Nanoparticles with attractive properties

The magnetic nanoparticles used for the study are not produced in the lab, as is usually the case, but occur naturally. Edouard Alphandéry has developed a patented process for harvesting, and cleaning, the so-called magnetosomes from an aquatic bacterium. Caroline Maake is fascinated by these powerful little things: “They’re not only very effective but also beautiful.”

Under the microscope, magnetosomes are revealed to be chain-like structures on the inside of bacteria. Unlike artificially created magnetic nanoparticles, magnetosomes are uniform in size, heat-stable and highly pure – properties that make the new hyperthermia procedure particularly effective.

The microscope reveals the chain-like structure of the nanoparticles inside bacteria (Picture: Le Fèvre R. et al., Theranostics. 2017)

Treating malignant tumors in horses

Maake and Alphandéry have now been awarded funding to continue with their research into the benefits of this form of hyperthermia treatment. As part of the Eurostars framework program for research and innovation, the two scientists will work together with researchers at the Vetsuisse Faculty of UZH. Next spring, the UZH research group will start treating horses suffering from cancer.

The horses have malignant connective tissue tumors, often close to their eyes or mouths, which makes them extremely difficult to remove through surgery. Caroline Maake’s research project is no less difficult: “Translating our findings from mice to large animals is very challenging.”

One of the challenges involves getting the horses into an alternating magnetic field so that the nanoparticles can be stimulated. “This was relatively straightforward with mice, which we could easily put in a magnetic field. But this isn’t possible with horses, and this is why we’re testing alternative methods,” explains Maake. 

Better use of immune response and imaging 

The EU funding program isn’t the only support Caroline Maake’s research is getting: She’s also being backed by the NOMIS foundation to investigate further questions in connection with magnetosomes. Her goal is to find out what role the immune system plays when it comes to eliminating tumors: “We’ve established that nanoparticles are very effective, but we now want to know more about why this is the case. And we want to be able to make better use of possible immune responses,” says Maake.

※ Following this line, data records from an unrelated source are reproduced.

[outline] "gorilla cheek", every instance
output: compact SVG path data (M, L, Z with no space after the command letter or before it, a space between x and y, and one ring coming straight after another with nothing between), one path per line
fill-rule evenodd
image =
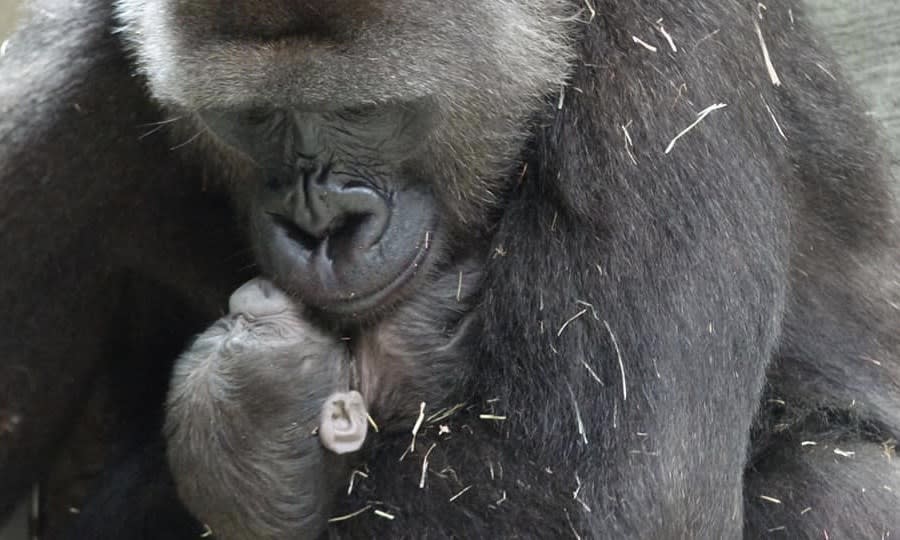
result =
M390 195L324 182L264 186L253 209L260 264L306 304L357 315L401 293L426 261L437 225L421 189Z

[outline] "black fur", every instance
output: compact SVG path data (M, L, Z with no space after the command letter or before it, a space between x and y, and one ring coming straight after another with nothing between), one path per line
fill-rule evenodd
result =
M138 126L164 117L110 34L109 7L35 4L43 12L0 59L0 413L20 420L0 433L0 511L43 470L65 432L109 337L104 315L123 270L152 276L212 319L215 299L240 277L241 264L228 255L243 247L231 225L239 218L200 191L204 166L215 177L220 167L198 161L202 153L170 151L177 143L168 139L138 139ZM366 3L343 4L353 23L361 15L352 8ZM409 88L382 75L408 69L410 80L423 81L416 90L457 106L446 109L458 113L444 117L448 141L472 132L471 147L448 144L429 163L452 177L435 188L448 220L485 224L485 215L497 216L475 310L479 342L462 360L470 384L448 396L467 404L446 419L449 435L440 434L440 423L430 426L402 460L409 437L382 438L368 456L369 477L340 512L368 509L333 524L331 534L898 534L900 486L888 444L900 430L893 180L876 131L799 3L769 4L760 17L749 1L594 1L596 11L582 11L580 22L548 23L542 34L571 33L571 49L562 51L576 60L562 98L535 83L522 95L545 94L543 106L523 99L523 110L496 114L514 79L506 72L477 78L463 67L503 66L486 52L469 60L479 51L509 52L510 43L481 48L484 39L537 41L477 24L502 20L491 18L504 13L498 6L519 4L421 4L434 11L409 10L415 23L405 31L433 31L429 43L447 53L436 56L446 70L432 69L437 61L409 68L373 61L356 82L384 86L347 86L346 95L400 99ZM573 1L560 12L555 2L521 3L539 4L548 6L546 20L588 5ZM457 5L464 24L442 31L453 14L442 10ZM465 18L467 8L481 9L474 11L481 19ZM210 16L190 15L198 32L198 21ZM272 29L265 18L253 24L267 35L291 30ZM360 45L363 52L392 59L378 55L399 34L376 34L364 34L374 41ZM766 68L763 43L780 85ZM360 52L342 50L348 58ZM196 51L178 67L208 81L207 70L219 66L202 63L208 49ZM547 62L546 55L533 60ZM138 62L152 78L152 62ZM297 88L313 100L328 94L329 80L308 77L315 72L307 68L293 73ZM519 71L523 79L534 75ZM554 81L551 71L540 80ZM267 74L235 80L235 99L252 98L253 85L284 90L267 87ZM472 105L480 103L477 90L494 83L493 97ZM167 103L200 104L204 91L228 91L154 84ZM699 111L717 103L727 106L666 152ZM503 127L506 135L528 112L537 120L527 144L474 129ZM514 149L527 163L524 173L506 161ZM470 169L461 166L467 159ZM465 172L479 173L480 183L466 184ZM453 240L466 240L465 227L452 230ZM99 524L152 511L120 510ZM142 535L159 537L151 529L131 537Z

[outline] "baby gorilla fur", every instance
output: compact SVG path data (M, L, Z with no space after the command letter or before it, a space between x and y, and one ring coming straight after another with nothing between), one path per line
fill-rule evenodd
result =
M366 409L390 432L467 378L462 285L473 276L445 275L347 341L266 280L238 289L172 376L168 460L186 506L225 540L317 537L365 441Z

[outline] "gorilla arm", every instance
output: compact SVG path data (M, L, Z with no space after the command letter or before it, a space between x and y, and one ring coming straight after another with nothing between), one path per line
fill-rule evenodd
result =
M650 243L614 218L575 216L537 171L503 218L504 255L487 272L486 353L473 359L480 401L443 422L449 436L437 426L420 435L402 461L408 437L378 448L342 513L378 500L395 521L359 516L335 529L341 538L740 537L749 426L775 342L776 321L754 319L762 306L753 303L777 302L777 281L763 275L774 254L725 280L718 269L735 264L725 246ZM662 279L657 264L680 269L678 279ZM727 317L710 307L723 304Z
M752 12L708 9L717 24L735 21L717 46L752 57ZM679 21L658 15L670 31ZM783 151L774 130L755 131L758 95L741 98L744 84L769 87L764 70L715 55L663 62L630 45L639 20L619 6L584 29L593 60L539 132L494 238L473 393L506 420L492 429L475 416L436 441L427 496L408 491L421 460L404 469L384 455L388 470L359 498L396 504L397 521L368 518L361 530L416 538L429 528L411 527L430 521L462 537L522 534L520 523L534 537L741 536L750 425L785 297ZM716 30L684 24L680 35ZM670 156L696 117L686 103L673 112L667 89L692 70L705 99L741 110L710 116ZM746 132L721 136L747 114ZM631 115L645 123L630 128L637 164L621 127ZM352 521L338 527L354 537Z
M0 515L84 399L125 270L193 286L213 316L216 291L232 286L204 266L234 252L230 216L179 181L196 171L167 159L170 143L139 140L160 117L110 35L109 7L30 7L0 58L0 420L18 420L0 433Z

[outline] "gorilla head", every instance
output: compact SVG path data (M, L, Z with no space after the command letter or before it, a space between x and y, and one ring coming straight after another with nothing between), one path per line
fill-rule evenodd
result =
M564 3L264 4L126 0L120 15L152 93L243 165L263 269L332 314L389 305L454 230L485 227L564 80Z

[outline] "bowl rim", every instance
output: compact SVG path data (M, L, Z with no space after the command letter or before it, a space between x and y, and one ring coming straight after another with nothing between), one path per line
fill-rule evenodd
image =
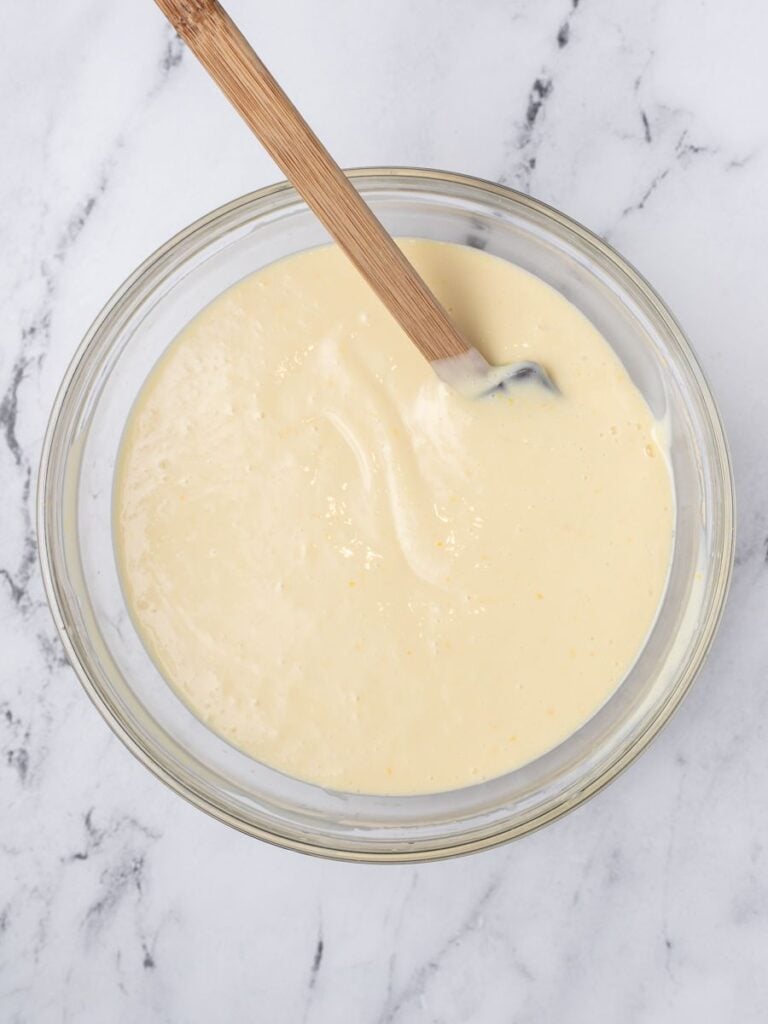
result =
M579 240L588 246L596 249L600 255L607 258L611 263L626 275L631 284L639 290L653 308L654 313L663 322L665 329L674 338L680 353L684 356L688 368L698 387L698 397L703 404L704 411L709 421L709 427L716 441L715 449L718 461L718 479L722 485L722 538L723 545L719 552L717 572L711 585L711 597L706 608L705 616L699 628L699 635L695 650L689 660L684 675L678 679L676 685L666 694L665 699L660 703L654 716L647 723L646 728L636 736L622 751L618 753L615 760L592 779L585 780L585 783L577 791L562 797L559 801L546 807L536 817L525 822L510 824L509 822L499 823L499 827L490 833L483 834L476 838L461 839L457 837L450 845L440 846L435 849L409 847L408 840L402 842L397 848L387 850L366 850L338 847L329 847L322 843L313 843L309 839L299 840L292 836L277 834L263 827L243 821L226 809L212 803L207 797L194 789L180 782L176 776L164 765L157 761L134 736L133 732L125 725L122 718L115 712L110 702L105 698L99 687L93 682L85 666L80 661L72 639L69 636L65 615L62 608L62 599L59 594L59 586L54 569L54 562L51 554L48 532L46 526L46 511L48 508L48 491L51 471L51 455L54 441L59 429L63 406L70 391L72 381L77 374L80 364L86 358L95 343L104 322L108 319L112 310L131 291L134 285L157 263L172 253L186 239L196 232L204 230L217 220L226 218L231 213L243 206L254 203L261 203L272 196L283 193L296 194L296 190L290 182L282 180L263 188L247 192L235 199L224 203L215 209L196 218L186 227L176 232L162 245L150 253L136 269L128 275L121 285L112 293L106 303L102 306L90 327L83 336L72 356L61 384L59 385L56 397L51 407L48 424L43 440L40 464L37 478L36 493L36 522L38 537L38 559L41 570L43 587L51 615L56 626L59 638L62 642L67 659L75 675L80 681L83 689L96 707L102 718L106 721L112 732L124 744L124 746L141 762L152 774L165 783L173 792L183 797L188 803L204 811L210 817L229 825L237 831L249 835L273 846L283 849L302 852L305 854L323 857L325 859L341 860L358 863L405 863L436 861L466 855L481 849L490 849L512 839L520 838L537 831L544 825L557 818L562 817L569 811L585 803L588 799L600 792L605 786L617 778L639 754L658 735L662 727L670 719L674 711L680 706L683 698L690 691L690 688L699 673L699 670L714 641L718 626L722 619L726 604L728 590L730 587L735 551L735 489L733 479L733 468L728 441L725 434L722 418L715 403L708 380L699 365L699 362L688 342L688 339L677 323L670 310L663 302L658 292L650 285L646 278L623 257L616 249L602 238L584 227L577 220L562 213L560 210L541 200L534 199L525 193L506 185L501 185L484 178L461 174L453 171L443 171L429 167L412 166L383 166L383 167L356 167L345 170L353 181L365 183L366 180L375 179L401 179L414 182L433 182L442 184L453 184L472 189L476 192L490 193L497 198L506 199L526 207L533 213L543 216L545 219L554 221L555 224L575 234ZM297 197L300 198L300 197ZM394 844L393 844L394 845Z

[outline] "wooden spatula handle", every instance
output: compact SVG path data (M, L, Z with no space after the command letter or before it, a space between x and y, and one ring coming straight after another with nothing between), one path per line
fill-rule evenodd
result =
M156 0L307 205L429 360L469 347L217 0Z

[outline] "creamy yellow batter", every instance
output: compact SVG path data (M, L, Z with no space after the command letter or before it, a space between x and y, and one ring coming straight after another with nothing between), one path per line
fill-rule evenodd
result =
M442 383L333 248L246 278L182 331L126 427L115 536L155 662L236 746L336 789L516 768L615 690L670 559L651 412L561 295L474 249L403 248L493 363Z

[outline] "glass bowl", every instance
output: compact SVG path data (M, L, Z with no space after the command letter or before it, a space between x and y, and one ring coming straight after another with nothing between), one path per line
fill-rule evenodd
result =
M428 796L322 789L260 764L202 724L132 625L112 544L112 485L131 405L177 332L216 295L328 241L287 183L215 210L159 249L110 299L56 399L38 491L43 579L69 659L115 733L158 778L221 821L308 853L415 861L524 835L614 778L659 731L712 641L733 557L733 486L722 425L680 328L649 285L561 213L439 171L351 172L395 235L477 246L553 285L598 327L668 429L677 522L655 625L611 699L538 760Z

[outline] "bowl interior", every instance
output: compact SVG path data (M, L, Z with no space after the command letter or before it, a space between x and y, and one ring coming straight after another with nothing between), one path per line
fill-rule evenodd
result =
M205 810L283 845L359 859L465 852L575 806L655 734L711 640L732 558L722 428L685 339L607 246L555 211L455 175L357 172L390 232L459 242L519 264L598 327L668 432L677 508L673 560L646 645L614 696L567 742L501 778L413 797L332 792L220 739L165 683L133 627L112 545L113 476L141 385L178 331L220 292L328 241L288 186L215 211L151 257L91 328L62 386L41 470L43 571L72 662L107 720L161 778ZM617 595L617 600L621 595Z

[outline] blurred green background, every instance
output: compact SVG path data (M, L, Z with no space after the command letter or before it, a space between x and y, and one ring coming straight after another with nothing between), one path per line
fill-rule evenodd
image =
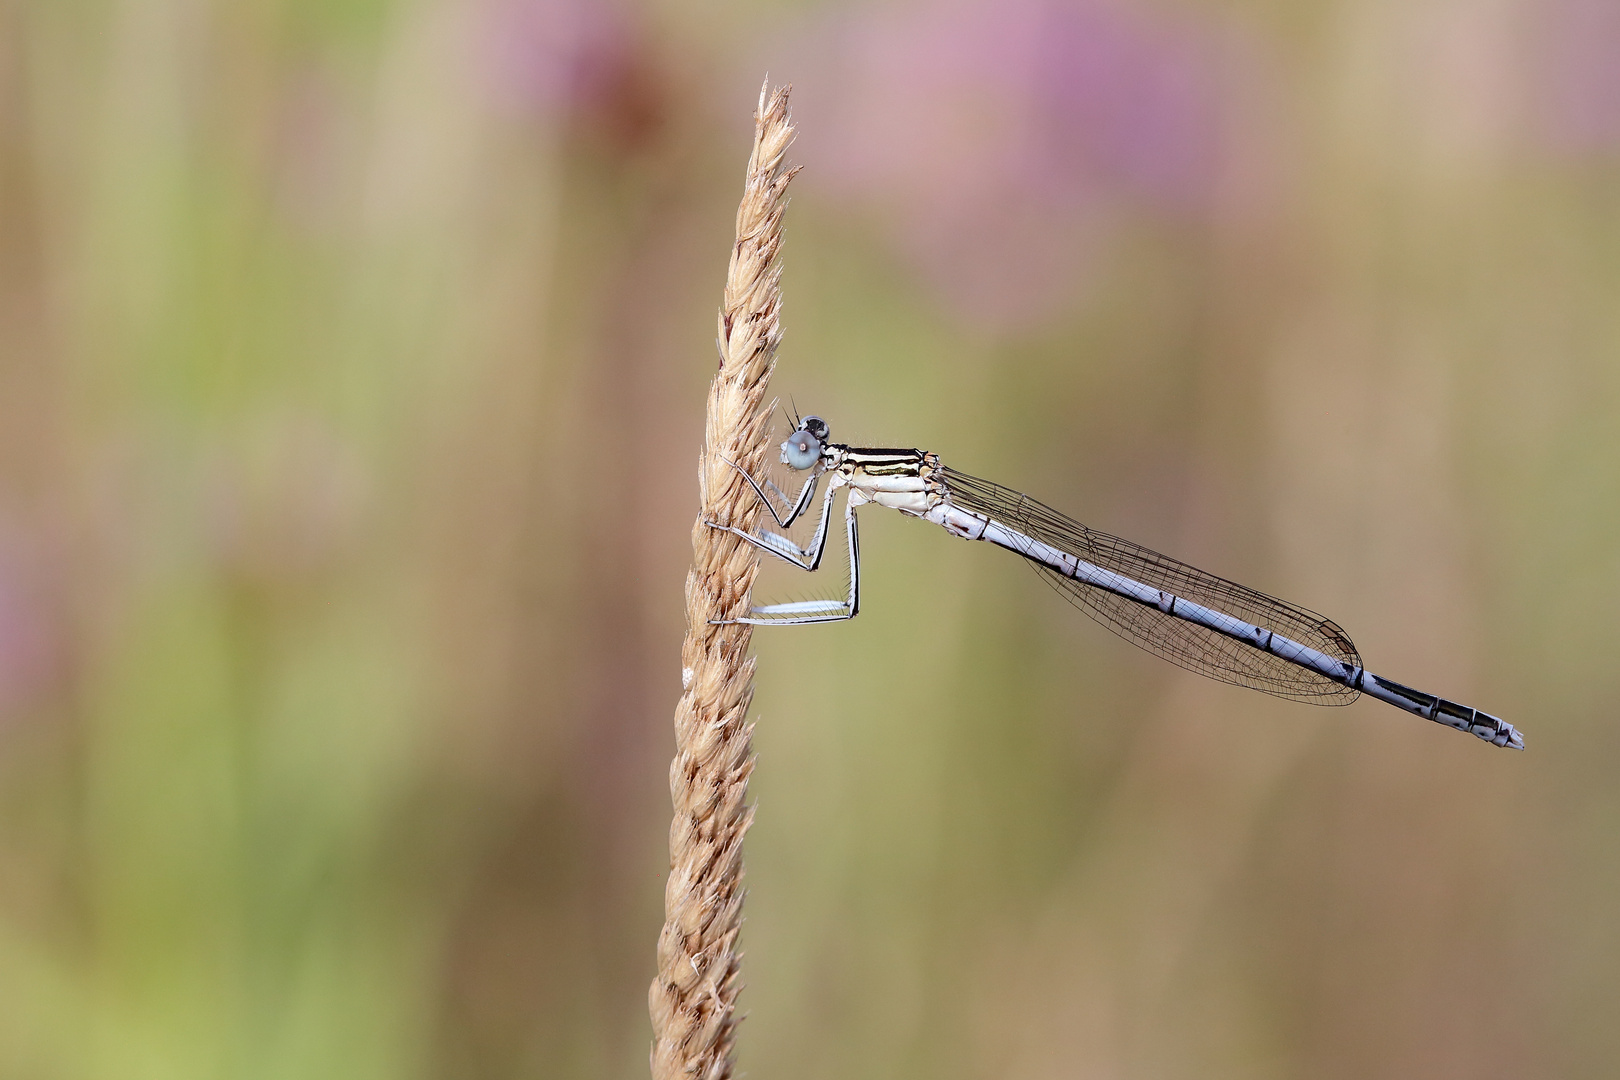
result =
M1530 749L868 511L741 1068L1615 1075L1620 5L0 0L0 1076L645 1075L767 71L784 400Z

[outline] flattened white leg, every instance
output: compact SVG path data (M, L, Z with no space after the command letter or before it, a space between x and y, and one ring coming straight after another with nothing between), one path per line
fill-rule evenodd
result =
M743 475L745 477L747 476L746 473ZM748 482L752 484L753 480L749 480ZM813 482L814 481L812 481L812 483ZM827 547L827 523L830 520L829 515L832 510L833 496L838 494L839 486L840 485L838 484L836 478L832 483L827 485L827 494L822 496L821 499L821 520L816 522L816 535L813 539L811 539L810 546L807 548L801 548L799 545L795 544L792 540L789 540L781 533L774 533L768 529L756 535L751 532L745 532L742 529L733 528L730 525L721 525L713 521L705 521L704 524L711 529L719 529L721 532L728 532L733 536L739 536L748 541L750 544L753 544L755 547L759 548L761 551L768 551L772 555L775 555L778 559L781 559L783 562L792 563L800 570L814 571L821 565L821 553ZM758 485L755 485L755 490L758 490ZM806 485L806 490L809 490L809 485ZM766 505L769 506L770 504L767 502ZM775 516L774 513L772 516ZM792 519L790 518L789 520Z
M835 489L834 489L835 490ZM832 490L827 492L827 499L832 499ZM861 545L859 526L855 518L855 508L869 501L863 492L850 489L849 498L844 504L844 532L849 540L849 599L847 600L797 600L790 604L766 604L762 607L749 609L750 618L746 619L717 619L716 622L748 623L752 626L807 626L811 623L843 622L853 619L861 610ZM821 512L820 540L825 543L827 526L827 511ZM774 535L774 534L772 534ZM767 548L766 550L770 550ZM816 559L819 562L821 552L818 548ZM806 567L814 569L814 567ZM754 617L758 616L758 617Z

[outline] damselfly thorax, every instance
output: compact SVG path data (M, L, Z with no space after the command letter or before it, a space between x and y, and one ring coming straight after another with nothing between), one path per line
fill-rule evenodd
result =
M852 493L890 510L921 516L945 497L935 476L939 458L921 450L853 447L833 443L823 460L827 471Z

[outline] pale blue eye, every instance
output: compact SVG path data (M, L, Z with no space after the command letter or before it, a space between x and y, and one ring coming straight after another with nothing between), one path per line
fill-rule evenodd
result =
M792 469L804 470L814 465L821 458L821 440L808 431L795 431L787 437L782 444L782 464Z

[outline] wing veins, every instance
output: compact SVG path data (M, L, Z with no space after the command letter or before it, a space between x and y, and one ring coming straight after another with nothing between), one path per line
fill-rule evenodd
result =
M1239 585L1129 540L1088 528L1027 495L942 468L953 502L1104 570L1272 630L1337 660L1360 666L1345 632L1308 608ZM1109 630L1189 671L1277 697L1317 705L1348 705L1359 693L1263 649L1178 619L1156 607L1067 577L1030 560L1064 598Z

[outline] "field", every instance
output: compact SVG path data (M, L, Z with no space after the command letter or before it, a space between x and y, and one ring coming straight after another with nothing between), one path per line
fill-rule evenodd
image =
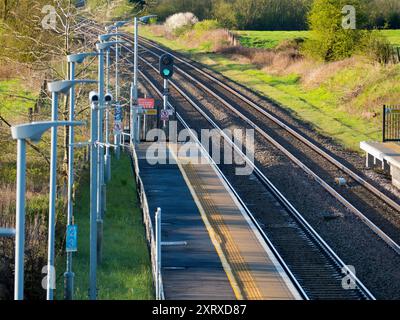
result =
M141 32L272 99L350 150L360 151L360 141L381 139L382 104L396 104L400 99L400 65L374 65L355 57L328 64L304 59L287 67L283 63L282 67L278 57L279 69L274 65L260 67L240 56L240 52L210 52L200 40L191 46L185 38L166 39L151 27L142 28ZM307 35L280 31L242 33L247 34L247 39L255 35L255 40L246 40L248 44L270 37L273 42L263 40L267 46ZM393 43L400 40L400 30L385 34Z
M275 48L284 40L307 38L308 31L235 31L248 48Z
M99 300L153 299L152 273L141 211L130 159L112 158L112 179L107 185L104 219L103 262L98 267ZM89 288L89 184L88 175L79 183L75 205L78 252L73 257L74 299L86 300ZM57 296L63 297L64 258L57 263Z
M400 30L382 30L382 34L395 45L400 46ZM240 43L249 48L275 48L284 40L307 39L309 31L235 31Z

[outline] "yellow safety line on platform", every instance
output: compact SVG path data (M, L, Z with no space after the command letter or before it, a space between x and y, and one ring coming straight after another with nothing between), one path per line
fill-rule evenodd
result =
M261 291L250 272L250 268L242 257L240 249L233 240L231 232L229 231L223 217L218 212L213 199L208 191L203 188L201 177L197 174L191 164L183 165L183 169L186 172L191 185L195 189L195 194L197 195L201 207L207 216L207 220L213 229L213 233L219 240L219 246L224 252L224 256L228 257L228 264L230 265L233 277L236 280L236 285L239 284L239 288L242 291L241 295L248 300L262 299Z

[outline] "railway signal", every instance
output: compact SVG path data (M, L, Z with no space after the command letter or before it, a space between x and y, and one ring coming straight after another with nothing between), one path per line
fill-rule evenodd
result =
M164 79L171 79L174 74L174 58L168 53L160 57L160 74Z

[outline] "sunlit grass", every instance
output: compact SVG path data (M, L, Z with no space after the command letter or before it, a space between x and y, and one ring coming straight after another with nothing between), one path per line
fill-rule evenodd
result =
M86 174L78 189L75 223L78 225L78 252L73 257L75 296L88 298L89 288L89 184ZM112 179L107 185L107 208L104 219L103 261L98 268L98 299L153 299L149 252L136 185L129 157L112 158ZM64 259L57 265L59 273L58 298L62 299Z
M358 79L362 78L364 72L362 69L345 70L317 88L304 88L296 74L276 76L259 70L254 65L234 61L220 54L204 53L199 49L188 50L179 41L154 36L148 29L143 30L142 35L173 50L188 54L224 76L257 91L291 111L294 117L310 123L318 132L332 137L348 149L359 151L360 141L380 139L380 121L377 118L371 120L362 118L361 112L356 110L348 112L342 101L345 94L342 84L349 88L357 85L355 78L351 80L351 74L346 75L346 72L354 73ZM390 83L393 85L393 80ZM382 91L385 92L388 85L376 90L384 95ZM380 101L377 101L376 105L379 107Z

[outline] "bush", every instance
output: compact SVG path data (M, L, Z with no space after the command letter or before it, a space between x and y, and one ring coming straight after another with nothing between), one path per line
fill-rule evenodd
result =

Another aim is to improve compatibility with imaging techniques. Previous research demonstrates that magnetosomes can create powerful signals in the tumor, which can make it very difficult to get images of the cancer tissue and monitor the treatment progress. “We’re investigating how exactly the nanoparticles spread out and degrade over time. This will allow us to use just enough nanoparticles to kill the tumor without preventing us from getting images,” says Caroline Maake.